Fastest Julia implementation for a cyclic convolution of real vectors

lukemin · December 10, 2024, 3:34pm

Hi,

I am looking for the fastest way to implement the cyclic convolution of two real vectors. In other words, given some positive integer n > 0 which is not necessarily power-of-two, I want to multiply two degree-(n-1) polynomials a(x) and b(x) modulo x^n-1.

Currently I am using FFTW.jl package for this. My approach is as follows:

If n is a product of 2, 3, 5, 7 (which is pretty well optimised in FFTW library I believe), I compute real FFT (rfft) of length n for both a(x) and b(x), and multiply them and apply real iFFT (irfft) to obtain a(x) * b(x) mod x^n-1 directly.
Otherwise, I pad the vector to length m, which is the smallest product of 2, 3, 5, 7 greater than 2n-1. Then, I compute real FFT of length m for a(x) and b(x) to multiply the polynomial, and apply real iFFT (irfft) to obtain a(x) * b(x). Then, I reduce it by the polynomial x^n-1.

However, I would like to optimize this further. Is there a more efficient method or a more performant library that provides the real FFT (or possibly the convolution directly)?

Thanks in advance.

Oscar_Smith · December 10, 2024, 3:36pm

How big is n?
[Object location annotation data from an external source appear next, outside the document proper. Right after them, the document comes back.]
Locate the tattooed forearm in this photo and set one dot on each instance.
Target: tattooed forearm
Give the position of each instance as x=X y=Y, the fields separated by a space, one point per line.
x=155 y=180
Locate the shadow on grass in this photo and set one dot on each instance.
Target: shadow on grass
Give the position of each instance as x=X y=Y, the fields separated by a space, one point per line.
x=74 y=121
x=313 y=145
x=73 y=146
If it’s less than 100 or so, you may have better luck just doing the multiplication and reduction the obvious way.

lukemin · December 10, 2024, 4:16pm

It depends, but usually between 1024 and 4096. I think it also worths mention that I perform a substantial number of the same-length convolution (of length n).
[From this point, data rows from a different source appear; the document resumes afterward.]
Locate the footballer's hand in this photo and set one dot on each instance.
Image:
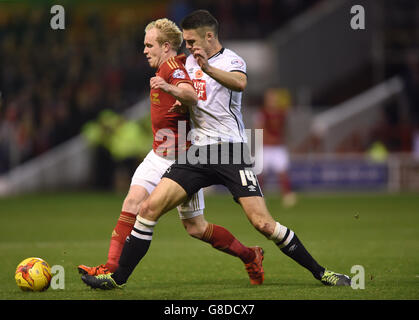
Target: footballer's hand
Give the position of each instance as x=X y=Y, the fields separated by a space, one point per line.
x=159 y=83
x=201 y=58
x=178 y=107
DNF · December 10, 2024, 5:52pm

In that case, make sure you create a plan that you re-use for all convolutions. You may also benefit from performing the transformations into a pre-allocated buffer.
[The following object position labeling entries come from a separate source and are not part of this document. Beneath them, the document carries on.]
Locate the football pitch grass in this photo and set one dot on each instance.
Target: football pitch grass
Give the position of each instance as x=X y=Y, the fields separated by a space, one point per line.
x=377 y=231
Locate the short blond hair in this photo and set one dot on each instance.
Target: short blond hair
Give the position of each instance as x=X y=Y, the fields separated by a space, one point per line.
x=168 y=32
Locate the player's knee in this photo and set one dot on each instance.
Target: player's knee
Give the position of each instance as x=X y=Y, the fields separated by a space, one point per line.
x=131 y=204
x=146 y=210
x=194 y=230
DNF · December 10, 2024, 5:56pm

Wait, if you’re doing cyclic convolution, why do you need to pad past 2n-1? Smallest product greater or equal to n is enough, no?

stevengj · December 10, 2024, 6:21pm

If you want a cyclic convolution of length n, then if you zero-pad to a cyclic convolution of length less than 2n-1 the “wrap-around” terms will be wrong and you won’t be able to disentangle them in post-processing. Whereas if you zero-pad to at least 2n-1, then the wrap-around terms only fall onto the zero padding — you effectively have a linear (non-cyclic) convolution, and you can convert it back to the desired length-n cyclic convolution by wrapping it back to the original length (adding the overlap terms).

stevengj · December 10, 2024, 6:23pm

I would use brfft instead of irfft, which omits an additional pass over the data to multiply by the 1/n normalization — you can instead include this factor in one of your other passes over the data, e.g. for your element-wise multiplication stage.

And, as @DNF wrote, if you care about performance always re-use a precomputed plan (plan_rfft / plan_brfft) with a preallocated output array via mul!. (This is an FFTW FAQ.)

For real-data FFTs, even n are most efficient (in addition to having small prime factors).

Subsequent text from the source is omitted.